Elle releva doucement le front, au bruit que fit en entrant son mari, accompagné du chevalier de Pimprenelle; mais elle garda le livre qu'elle tenait à la main, et se contenta de saluer avec un sourire. Rien sur son gracieux visage ne peignait le moindre trouble, n'indiquait la moindre altération.

M. d'Obligny se sentit comme interdit à la vue de ce calme parfait,—de cette solitude parfumée et silencieuse. Il promena ses yeux autour de lui. Un moment il crut avoir rêvé, et il eut honte de son rêve. Par malheur, il réussit à s'arracher à cette illusion consolante, et, s'approchant de sa femme:

—Mille excuses, madame, lui dit-il d'une voix qu'il tenta de rendre railleuse, si je viens vous déranger de votre lecture. Je n'ai pu résister au désir de vous amener—moi-même—M. le chevalier de Pimprenelle… que voici.

Le chevalier s'inclina respectueusement.

—Savez-vous bien, madame, continua le financier, que c'est au plus mal à vous de nous dérober de la sorte vos amis, surtout quand il se fait que ce sont précisément les nôtres? Sans le hasard qui m'a livré cette heureuse découverte, jamais secret d'État n'eût été mieux gardé des deux parts.
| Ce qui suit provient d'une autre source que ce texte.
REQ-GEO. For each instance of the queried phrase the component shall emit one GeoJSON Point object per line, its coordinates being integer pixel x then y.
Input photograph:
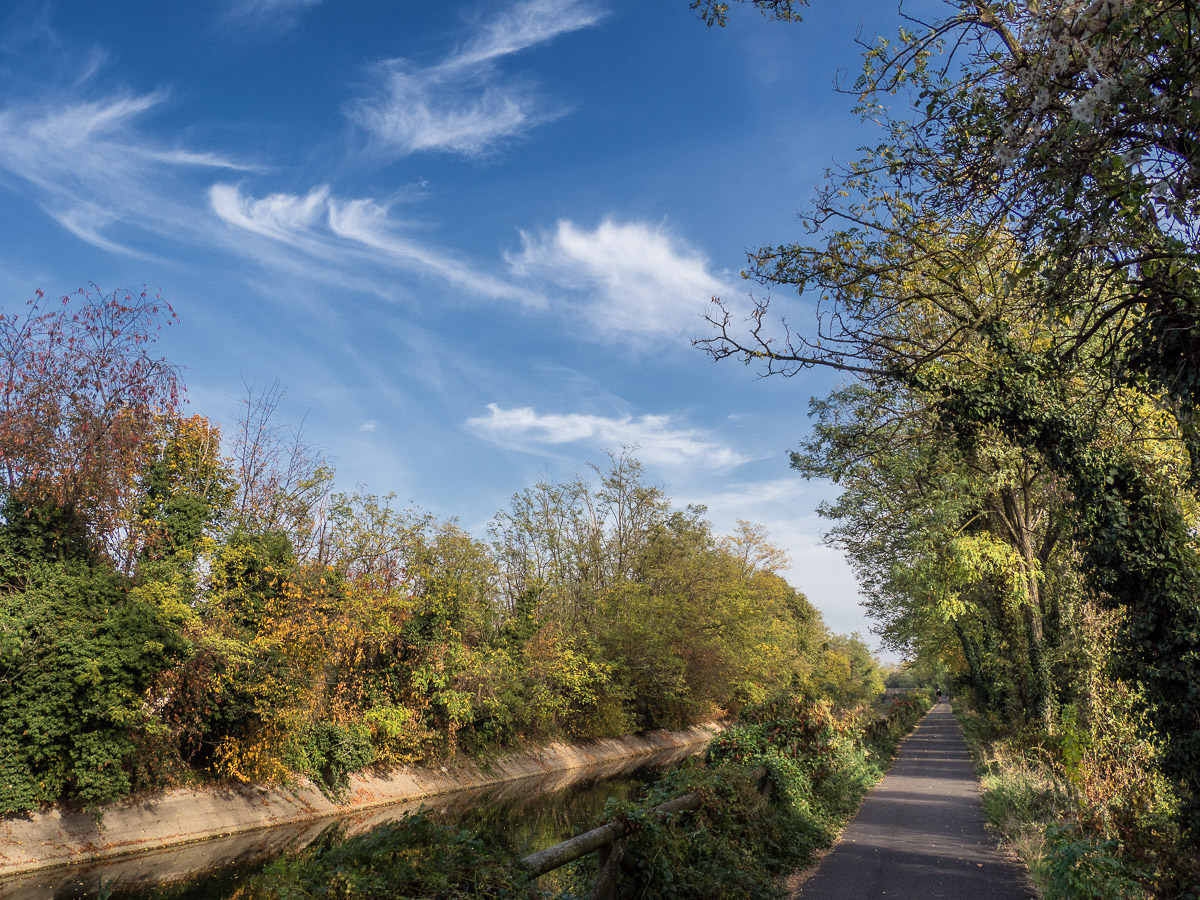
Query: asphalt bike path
{"type": "Point", "coordinates": [921, 832]}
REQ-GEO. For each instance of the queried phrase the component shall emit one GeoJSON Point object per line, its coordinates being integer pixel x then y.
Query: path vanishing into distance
{"type": "Point", "coordinates": [921, 832]}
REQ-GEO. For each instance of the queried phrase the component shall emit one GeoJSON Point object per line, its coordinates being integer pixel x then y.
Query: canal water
{"type": "Point", "coordinates": [531, 815]}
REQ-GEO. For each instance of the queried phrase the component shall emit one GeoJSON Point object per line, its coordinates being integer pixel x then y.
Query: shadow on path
{"type": "Point", "coordinates": [921, 832]}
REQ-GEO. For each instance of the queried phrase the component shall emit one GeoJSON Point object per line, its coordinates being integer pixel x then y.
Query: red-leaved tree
{"type": "Point", "coordinates": [79, 391]}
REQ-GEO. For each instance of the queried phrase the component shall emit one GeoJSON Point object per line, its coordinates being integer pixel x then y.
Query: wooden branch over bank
{"type": "Point", "coordinates": [573, 849]}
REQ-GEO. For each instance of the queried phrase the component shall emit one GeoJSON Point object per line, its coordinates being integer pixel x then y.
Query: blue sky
{"type": "Point", "coordinates": [474, 240]}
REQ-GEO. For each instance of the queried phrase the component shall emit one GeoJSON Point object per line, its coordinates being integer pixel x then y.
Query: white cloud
{"type": "Point", "coordinates": [328, 227]}
{"type": "Point", "coordinates": [659, 441]}
{"type": "Point", "coordinates": [268, 13]}
{"type": "Point", "coordinates": [633, 280]}
{"type": "Point", "coordinates": [95, 171]}
{"type": "Point", "coordinates": [463, 105]}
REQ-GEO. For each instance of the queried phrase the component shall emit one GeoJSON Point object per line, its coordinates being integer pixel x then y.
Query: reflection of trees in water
{"type": "Point", "coordinates": [526, 815]}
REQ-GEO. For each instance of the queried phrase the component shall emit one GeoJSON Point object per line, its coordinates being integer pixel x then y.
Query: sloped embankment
{"type": "Point", "coordinates": [60, 837]}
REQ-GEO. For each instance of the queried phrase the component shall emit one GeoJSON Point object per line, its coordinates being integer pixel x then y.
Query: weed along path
{"type": "Point", "coordinates": [921, 832]}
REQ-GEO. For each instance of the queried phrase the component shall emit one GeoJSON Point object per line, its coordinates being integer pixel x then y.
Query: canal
{"type": "Point", "coordinates": [529, 815]}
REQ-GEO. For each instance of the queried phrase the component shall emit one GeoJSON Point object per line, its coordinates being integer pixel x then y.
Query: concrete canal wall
{"type": "Point", "coordinates": [61, 837]}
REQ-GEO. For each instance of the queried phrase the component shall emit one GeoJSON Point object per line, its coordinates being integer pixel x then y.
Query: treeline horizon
{"type": "Point", "coordinates": [178, 610]}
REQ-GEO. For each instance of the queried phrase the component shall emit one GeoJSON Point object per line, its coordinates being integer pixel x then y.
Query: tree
{"type": "Point", "coordinates": [81, 393]}
{"type": "Point", "coordinates": [1062, 136]}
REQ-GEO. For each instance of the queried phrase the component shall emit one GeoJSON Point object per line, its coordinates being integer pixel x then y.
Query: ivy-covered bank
{"type": "Point", "coordinates": [184, 606]}
{"type": "Point", "coordinates": [741, 843]}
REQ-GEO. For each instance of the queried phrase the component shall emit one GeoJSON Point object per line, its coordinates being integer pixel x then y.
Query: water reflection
{"type": "Point", "coordinates": [531, 814]}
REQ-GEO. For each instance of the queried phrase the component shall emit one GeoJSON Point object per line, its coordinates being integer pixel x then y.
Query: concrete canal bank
{"type": "Point", "coordinates": [60, 837]}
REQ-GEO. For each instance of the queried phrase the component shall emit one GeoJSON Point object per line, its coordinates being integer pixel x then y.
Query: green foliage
{"type": "Point", "coordinates": [1083, 865]}
{"type": "Point", "coordinates": [77, 653]}
{"type": "Point", "coordinates": [328, 754]}
{"type": "Point", "coordinates": [411, 857]}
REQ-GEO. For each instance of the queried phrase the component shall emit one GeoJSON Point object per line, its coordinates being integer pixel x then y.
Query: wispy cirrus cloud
{"type": "Point", "coordinates": [465, 105]}
{"type": "Point", "coordinates": [660, 439]}
{"type": "Point", "coordinates": [279, 15]}
{"type": "Point", "coordinates": [630, 279]}
{"type": "Point", "coordinates": [96, 172]}
{"type": "Point", "coordinates": [328, 227]}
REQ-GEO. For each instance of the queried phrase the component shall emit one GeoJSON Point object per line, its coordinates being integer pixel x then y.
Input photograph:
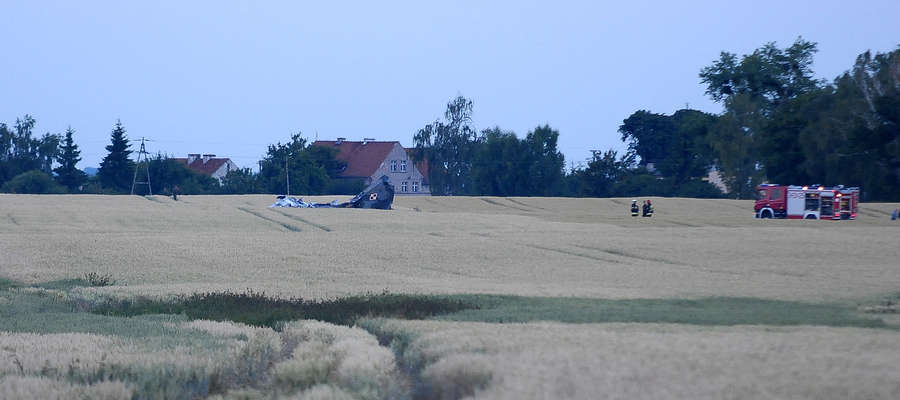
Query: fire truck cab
{"type": "Point", "coordinates": [806, 202]}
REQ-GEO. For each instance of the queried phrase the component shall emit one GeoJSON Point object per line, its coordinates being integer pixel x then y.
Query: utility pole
{"type": "Point", "coordinates": [142, 153]}
{"type": "Point", "coordinates": [287, 175]}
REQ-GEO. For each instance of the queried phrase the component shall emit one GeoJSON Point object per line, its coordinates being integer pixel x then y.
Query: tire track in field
{"type": "Point", "coordinates": [289, 227]}
{"type": "Point", "coordinates": [874, 211]}
{"type": "Point", "coordinates": [524, 204]}
{"type": "Point", "coordinates": [625, 254]}
{"type": "Point", "coordinates": [155, 200]}
{"type": "Point", "coordinates": [303, 220]}
{"type": "Point", "coordinates": [574, 254]}
{"type": "Point", "coordinates": [489, 201]}
{"type": "Point", "coordinates": [659, 260]}
{"type": "Point", "coordinates": [684, 224]}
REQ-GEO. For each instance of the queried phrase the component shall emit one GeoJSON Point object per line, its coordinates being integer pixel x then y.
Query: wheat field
{"type": "Point", "coordinates": [564, 248]}
{"type": "Point", "coordinates": [155, 246]}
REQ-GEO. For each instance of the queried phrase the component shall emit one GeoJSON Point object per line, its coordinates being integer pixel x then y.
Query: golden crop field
{"type": "Point", "coordinates": [524, 246]}
{"type": "Point", "coordinates": [582, 254]}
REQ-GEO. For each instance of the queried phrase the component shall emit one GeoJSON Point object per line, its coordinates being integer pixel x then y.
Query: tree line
{"type": "Point", "coordinates": [27, 166]}
{"type": "Point", "coordinates": [779, 124]}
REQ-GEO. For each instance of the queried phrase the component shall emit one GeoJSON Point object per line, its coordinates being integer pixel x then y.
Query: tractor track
{"type": "Point", "coordinates": [489, 201]}
{"type": "Point", "coordinates": [303, 220]}
{"type": "Point", "coordinates": [289, 227]}
{"type": "Point", "coordinates": [574, 254]}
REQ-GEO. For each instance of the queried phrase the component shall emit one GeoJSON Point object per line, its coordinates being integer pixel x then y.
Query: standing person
{"type": "Point", "coordinates": [648, 209]}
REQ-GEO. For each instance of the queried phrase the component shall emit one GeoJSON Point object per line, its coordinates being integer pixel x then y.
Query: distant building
{"type": "Point", "coordinates": [368, 160]}
{"type": "Point", "coordinates": [208, 164]}
{"type": "Point", "coordinates": [715, 178]}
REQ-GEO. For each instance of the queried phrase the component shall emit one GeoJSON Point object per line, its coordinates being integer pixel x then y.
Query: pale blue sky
{"type": "Point", "coordinates": [229, 77]}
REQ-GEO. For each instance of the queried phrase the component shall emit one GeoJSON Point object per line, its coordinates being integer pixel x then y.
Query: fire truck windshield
{"type": "Point", "coordinates": [812, 202]}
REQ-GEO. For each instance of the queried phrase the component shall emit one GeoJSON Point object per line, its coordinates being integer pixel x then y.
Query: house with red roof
{"type": "Point", "coordinates": [370, 159]}
{"type": "Point", "coordinates": [208, 164]}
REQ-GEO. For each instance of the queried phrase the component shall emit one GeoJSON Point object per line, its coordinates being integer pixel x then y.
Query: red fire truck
{"type": "Point", "coordinates": [806, 202]}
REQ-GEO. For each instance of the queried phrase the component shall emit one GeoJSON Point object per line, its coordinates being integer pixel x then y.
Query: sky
{"type": "Point", "coordinates": [231, 77]}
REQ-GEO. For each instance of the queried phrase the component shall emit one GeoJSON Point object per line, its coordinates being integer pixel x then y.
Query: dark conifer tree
{"type": "Point", "coordinates": [117, 170]}
{"type": "Point", "coordinates": [67, 174]}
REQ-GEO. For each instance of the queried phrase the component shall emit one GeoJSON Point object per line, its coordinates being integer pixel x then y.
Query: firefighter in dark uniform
{"type": "Point", "coordinates": [648, 209]}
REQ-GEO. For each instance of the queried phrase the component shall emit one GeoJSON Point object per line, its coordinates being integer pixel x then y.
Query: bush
{"type": "Point", "coordinates": [98, 279]}
{"type": "Point", "coordinates": [33, 182]}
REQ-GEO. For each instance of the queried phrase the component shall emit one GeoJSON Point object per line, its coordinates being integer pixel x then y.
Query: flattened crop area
{"type": "Point", "coordinates": [517, 246]}
{"type": "Point", "coordinates": [699, 301]}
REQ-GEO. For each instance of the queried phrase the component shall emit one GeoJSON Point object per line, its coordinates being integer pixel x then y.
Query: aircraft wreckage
{"type": "Point", "coordinates": [380, 195]}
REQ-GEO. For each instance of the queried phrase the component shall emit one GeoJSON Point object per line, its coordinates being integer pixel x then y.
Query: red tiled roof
{"type": "Point", "coordinates": [362, 160]}
{"type": "Point", "coordinates": [208, 168]}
Madame d'Obligny contempla tour à tour son mari et le chevalier. Puis elle posa le volume sur le guéridon, et, croisant les mains, elle dit machinalement:

—Ah! monsieur est un de mes amis?

Le chevalier, qui regardait les peintures, s'inclina pour la deuxième fois.

—Figurez-vous, poursuivit M. d'Obligny après une pause de muette indignation, la rencontre la plus originale, la plus extravagante qu'il soit possible d'imaginer, n'est-ce pas, chevalier?—Nous soupions ce soir dans sa petite maison, une maison charmante, sur ma parole, lorsqu'au beau milieu du dessert, un grand maladroit de valet…—Comment nommez-vous ce butor, chevalier? Est-ce que vous n'allez pas le faire bâtonner un peu, en rentrant?

—Certes! murmura le chevalier de Pimprenelle en fermant le poing.